Non per forza la malattia porterà ad un cambio di sesso (transgender in tutte le possibili sfaccettature), anzi spesso una cura psicologica costante, con la vicinanza della famiglia, porta a “risolvere” la “crisi” nel corso della crescita adolescenziale. Il reportage de “La Stampa” tratta del primo caso nel 2005, il secondo nel 2007 e i 37 nel triennio 2019-2021, casi triplicati e che arrivano a 162 totali nella città di Torino negli ultimi 16 anni. Questi sono i casi di quelle famiglie che si sono rivolte alle strutture sanitarie e pedagogiche torinesi, coloro che possono «aiutarle nell’accompagnare i loro figli e figlie a comprenderei e a seguire il percorso che in una minoranza di casi, nella maggiore età, può portare al cambiamento di sesso».

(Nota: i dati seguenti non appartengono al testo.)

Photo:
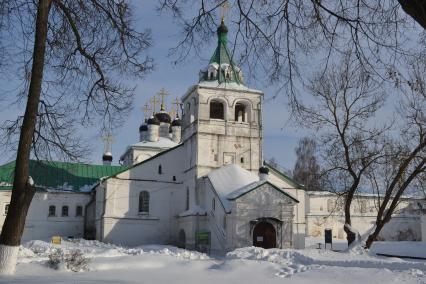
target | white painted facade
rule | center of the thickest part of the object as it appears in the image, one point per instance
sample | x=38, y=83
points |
x=198, y=175
x=40, y=226
x=325, y=211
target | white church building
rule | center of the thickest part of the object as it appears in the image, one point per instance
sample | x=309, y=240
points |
x=197, y=182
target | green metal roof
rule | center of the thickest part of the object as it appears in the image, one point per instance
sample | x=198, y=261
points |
x=52, y=175
x=223, y=56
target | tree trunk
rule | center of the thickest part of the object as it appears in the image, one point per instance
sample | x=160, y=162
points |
x=23, y=188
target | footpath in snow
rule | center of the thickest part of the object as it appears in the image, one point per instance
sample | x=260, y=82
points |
x=108, y=263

LA DISFORIA DI GENERE E LA DEPRESSIONE

Per alcuni bambini i primi problemi arrivano già a 2-5 anni, come spiega Damiana Massara, psicologa e coordinatrice del gruppo di lavoro minorenni del Cidigem, oltre che coordinatrice della Commissione Minorenni dell’Osservatorio Nazionale sull’identità di genere: «la domanda di aiuto è diventata molto più frequente del passato». Dei 162 casi emersi a Torino, spiegano gli esperti, 100 sono “femmine alla nascita”, 62 invece i maschi: «il problema è sempre esistito», spiega ancora Massara, «ma ora viene affrontato e chiamato col suo nome». I ragazzini che non si sentono “nella norma” spesso si isolano, vanno in depressione e a scuola alcune volte sfociano in episodi di bullismo subito. «Le famiglie ci presentano il problema di un figlio che non si sente di appartenere al sesso assegnato (non si può più parlare di genere biologico, spiegano gli esperti di Torino, ndr) e chiedono una consulenza», spiega la neuropsichiatra infantile Chiara Baietto che coordina l’ambulatorio del Regina Margherita, «sono famiglie attente, non liquidano la cosa proibendo comportamenti, ma cercano di capire». Il lavoro con i bimbi è proprio quello di eliminare il più possibile la paura, prevenendo possibili future psicopatologie: viene provato, come logico che sia, che in un ambiente familiare il più possibile sereno e comprensivo si riduce drasticamente la possibilità di «autolesionismo, tendenze al suicidio e depressione». In realtà solo un terzo di loro, dopo il percorso di aiuto e sostegno, conferma la disforia di genere: all’inizio si sentono “solo” strani e non sanno inquadrare il problema, «la pubertà è il momento spartiacque», conclude la neuropsichiatra su “La Stampa”, «se dopo l’inizio l’adolescente si vive male si può intervenire con i farmaci bloccando, per dare ancora tempo al ragazzo o ragazza per considerare cosa è meglio per lui o lei». Il percorso non è facile ma il più possibile viene affrontato, in Italia, senza farmaci e accompagnando sempre di più il ragazzo e la famiglia.